Commodity Forwards & Swaps are risk management tools that can be utilised in order to hedge commodity risks and exposures generated through commercial activity. These products allow users to guarantee future cash-flows and remove the risks presented by market fluctuations for known future revenues or expenditures.

Key risks and features

  • Market Risk

    • Market risk can materialise due to macroeconomic factors and may have an impact on a particular instrument or more broadly on markets as a whole.
    • There is no direct risk to returns from market risk, however there is the potential for opportunity cost because whilst entering into one of the contracts above guarantees a known price on delivery, it is possible that on expiry Spot market conditions could be preferable to those agreed in the contract and thus a client may have been in a better position having not initially entered into the hedge.
  • Credit Risk

    • By entering into a bilateral contract a client is taking on a credit risk to Investec Bank plc. In the event that Investec should default on its obligations or become insolvent a client may not receive back the full value of their transactions.
  • Volatility Risk

    • In adverse market conditions volatility can increase and this will lead to greater market risk. Volatility in commodity markets will vary between commodity type.
    • In more volatile market conditions clients may be subject to a wider spread with regards to pricing available.
    • Changes in volatility will have an impact on the mark to market of a derivative contract.
  • Liquidity Risk

    • Liquidity in commodity markets varies depending on the specific commodity type.
    • In markets with less liquidity clients may be subject to a wider spread with regards to pricing available. 
  • FX Risk

    • Clients entering into commodity contracts with Investec may be exposed to indirect FX risk depending upon the details of the specific transaction.
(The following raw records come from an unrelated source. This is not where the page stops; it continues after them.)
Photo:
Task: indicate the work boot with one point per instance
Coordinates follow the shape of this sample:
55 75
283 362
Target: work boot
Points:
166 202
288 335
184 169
GBP clients purchasing a USD denominated commodity for example are exposed to both the underlying commodity risk and indirectly have an exposure to GBP/USD FX rates.
    • This risk can be mitigated as a part of any commodity transaction undertaken as required.
  • Concentration Risk

    • Concentration risk is not applicable to these products.
  • Conflicts Risk

    • Conflicts arising from Investec’s business model are managed through internal controls and process and is detailed in the Conflicts of Interest policy which can be found on the website.
  • Transparency

    • Commodity Spot markets are very transparent with up-to-date pricing available online. Pricing around other commodity instruments such as these products is not as transparent.
    • Where markets are less transparent it can be challenging to form an independent assessment of a contract’s fair value.  
  • Margin Risk

    • Investec may, from time to time, request that a client posts collateral against a trading position, subject to the specific arrangements agreed between Investec and client. These funds are required in order to protect Investec from losses should a client default on their obligations or become insolvent. 
    • Collateral held for MiFID Professional clients will be held in a margin account under a Title Transfer Collateral Arrangement (“TTCA”). A TTCA is a legal arrangement that gives Investec ownership of the clients margin funds whilst they are in possession of the Bank. Investec can therefore utilise these funds as required for liquidity or investment purposes as is deemed necessary.
    • A client that has funds held by Investec as collateral is also exposed to the credit risk outlined above.
  • Contingent Liabilities

    • Contingent Liabilities are not applicable to these products.
  • Exit Costs

    • These products do not have explicit exit fees that are payable above and beyond a client's mark to market and contractual obligations should they wish to close a position early, however there may be costs involved in this process depending upon market conditions at the time the client wishes to exit. A client may not be able to redeem the full original value of the contract.
    • A client's ability to exit early will also be dependent upon the liquidity of the market at the time; should a market be illiquid at the point of early exit then the exit costs are likely to be more significant.
    • There is no cost associated with exiting a product on expiry or at the end of its recommended holding period provided a client satisfies their contractual obligations.
  • Leverage

    • Leverage is not applicable to these products.
  • Interest Rate Risk

    • Changes in interest rates will have an impact on the mark to market of derivatives because rates determine how future cash flows are discounted.